Como muchos otros restaurantes, La Central se frenó a raya en la pandemia. Fueron tres semanas seguidas de para. Pero ese ímpetu, forjado por la fuerza del centro de Guayaquil, que las ha empujado ya casi cuatro años, las ayudó a seguir. Durante tres meses cocinaron a puerta cerrada para ofrecer productos empacados para tener a La Central en casa. “Tuvimos que salvar el negocio de las cenizas.

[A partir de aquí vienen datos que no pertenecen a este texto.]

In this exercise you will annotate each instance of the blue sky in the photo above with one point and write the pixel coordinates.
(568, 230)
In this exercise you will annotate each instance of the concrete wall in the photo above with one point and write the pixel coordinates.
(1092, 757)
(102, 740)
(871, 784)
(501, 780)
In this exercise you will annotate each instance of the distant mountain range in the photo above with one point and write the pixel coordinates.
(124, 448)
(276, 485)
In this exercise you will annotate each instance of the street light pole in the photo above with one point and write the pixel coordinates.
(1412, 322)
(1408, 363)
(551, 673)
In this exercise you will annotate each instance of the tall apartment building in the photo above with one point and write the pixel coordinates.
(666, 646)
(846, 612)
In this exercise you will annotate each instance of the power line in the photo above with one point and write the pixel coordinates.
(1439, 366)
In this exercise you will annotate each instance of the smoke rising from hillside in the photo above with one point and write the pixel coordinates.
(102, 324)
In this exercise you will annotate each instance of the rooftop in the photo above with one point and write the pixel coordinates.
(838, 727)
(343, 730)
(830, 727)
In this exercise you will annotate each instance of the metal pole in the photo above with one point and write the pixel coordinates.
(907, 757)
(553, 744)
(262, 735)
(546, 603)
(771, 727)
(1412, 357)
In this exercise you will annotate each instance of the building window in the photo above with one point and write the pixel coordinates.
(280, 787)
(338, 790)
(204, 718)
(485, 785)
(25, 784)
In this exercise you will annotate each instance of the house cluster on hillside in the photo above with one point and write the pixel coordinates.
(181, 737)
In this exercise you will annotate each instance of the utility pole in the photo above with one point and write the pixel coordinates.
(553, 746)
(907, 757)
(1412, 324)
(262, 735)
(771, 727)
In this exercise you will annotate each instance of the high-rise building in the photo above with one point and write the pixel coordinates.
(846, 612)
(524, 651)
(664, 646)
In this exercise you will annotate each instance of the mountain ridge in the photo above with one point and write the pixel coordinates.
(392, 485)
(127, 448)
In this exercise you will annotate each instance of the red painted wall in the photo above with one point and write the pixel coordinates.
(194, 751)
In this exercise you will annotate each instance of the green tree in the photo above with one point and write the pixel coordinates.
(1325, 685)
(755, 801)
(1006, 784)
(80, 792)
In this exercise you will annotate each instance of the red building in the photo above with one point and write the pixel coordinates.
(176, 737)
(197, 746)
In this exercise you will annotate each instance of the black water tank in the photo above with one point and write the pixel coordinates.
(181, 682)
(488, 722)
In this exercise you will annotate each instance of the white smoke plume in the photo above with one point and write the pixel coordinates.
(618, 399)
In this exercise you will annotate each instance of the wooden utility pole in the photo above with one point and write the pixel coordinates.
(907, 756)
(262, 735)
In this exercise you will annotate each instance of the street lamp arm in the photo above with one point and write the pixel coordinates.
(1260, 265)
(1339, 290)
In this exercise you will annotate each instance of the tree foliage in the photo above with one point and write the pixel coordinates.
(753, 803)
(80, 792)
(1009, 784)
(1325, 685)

Era eso o desaparecer”, dice Gabriela Cepeda, recordando que ella y su hermana hacían de expreso para llevar y traer a sus colaboradores de sus casas al restaurante, y viceversa. Se negaron a cerrar, pero también a tener que despedir a alguien de su equipo.

Ahora, meses después de esas épocas tristes, en la esquina de Luzárraga y Panamá aún brilla La Central, de lunes a viernes, para ofrecer almuerzos y los sábados para su brunch, uno de los nuevos favoritos de su fiel comensalía. 

El trabajo a presión e imparable durante la pandemia no solo las salvó, sino que también las ayudó a crecer. Tuvieron que agrandar su staff. Hoy son un equipo de 10 personas que trabajan  bajo el lema de “cocinar rico te hace feliz”, que está escrito en los individuales de sus mesas en las veredas de esta esquina del centro de Guayaquil que, gracias a La Central, desde el 2017, es más feliz.